4) Always be the first to greet someone you’ve met before. You can simply say, “Hi, it is nice to see you again,” with a sincere smile. Keep in mind that God answers prayers through people, events and circumstances.
5) Be full of enthusiasm. The root of enthusiasm is entheos, meaning “from the God within.” People will reciprocate accordingly.
6) Be a bearer of good news. Some people thrive on bad news because it makes them feel they are better off than others. But remember that hearing “good news” is a clue that you will be the next recipient of something just as wonderful.
The next nine tips, in next week’s column.
‘Men Who Matter’
Recently, People Asia Magazine honored 15 Filipino men who have excelled in their respective professions and served as inspiration to others who want to make a difference in their community, the country and even in the world.
Among these “Men Who Matter” are Jerry Acuzar, builder and developer of a 26-hectare heritage resort in Bagac, Bataan, the Las Casas Filipinas de Acuzar;
Joseph Calata, the largest retailer and distributor of agrochemical products, feeds, fertilizers, veterinary medicines and seeds all over the country;
Jaime Ponce de Leon, the most successful art auctioneer in the country;
Francis Libiran, whose haute couture gowns and dresses are donned by both local and international high-profile personalities.
At last, after decades of being promised reparation for the violation of my human rights through no human wrong that I had committed, except for criticizing “Si Malakas at Si Maganda” who were then showing signs of becoming a “Conjugal Dictatorship,” which came to pass on Sept. 21, 1972.

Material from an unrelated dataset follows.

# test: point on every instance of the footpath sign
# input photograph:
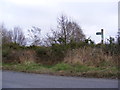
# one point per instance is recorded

Last week, I received a Notice of Resolution that I would be duly compensated for the months I was actually incarcerated, euphemistically called detained, and the five years when I had to report to Camp Crame three times a week and could not leave Metro Manila without a written permission, and that I must stop writing for any publication and appearing on television—short of saying, “please disappear.”
In those dark years, many detainees who were released conditionally were rearrested for not having reported as required, even if they actually reported but had no evidence to prove that they did. So, to be sure, I made the authorities sign a paper every time I reported my presence.
I did get away, however, with cowriting a script with National Artist for Film Ishmael Bernal, under the pseudonym Desi Dizon, for the screenplay to “Pito Ang Aking Asawa.” It made the list of the 100 Best Filipino Films.
From dictator to ‘hero’
When Ferdinand E. Marcos declared martial law, his goal, said one of his closest cronies, was “to steal the country but not bring out the spoils from its borders, unlike what other dictators had done.”
In 1969, I was forewarned by the crony, that once Marcos wins his second term, he would never let go, and that martial law was just around the corner.
Three years later it came to fruition on Sept. 21, 1972, through Proclamation No. 1081.
Imagine getting reparation for human rights violations from the loot of a former dictator, now a “hero.”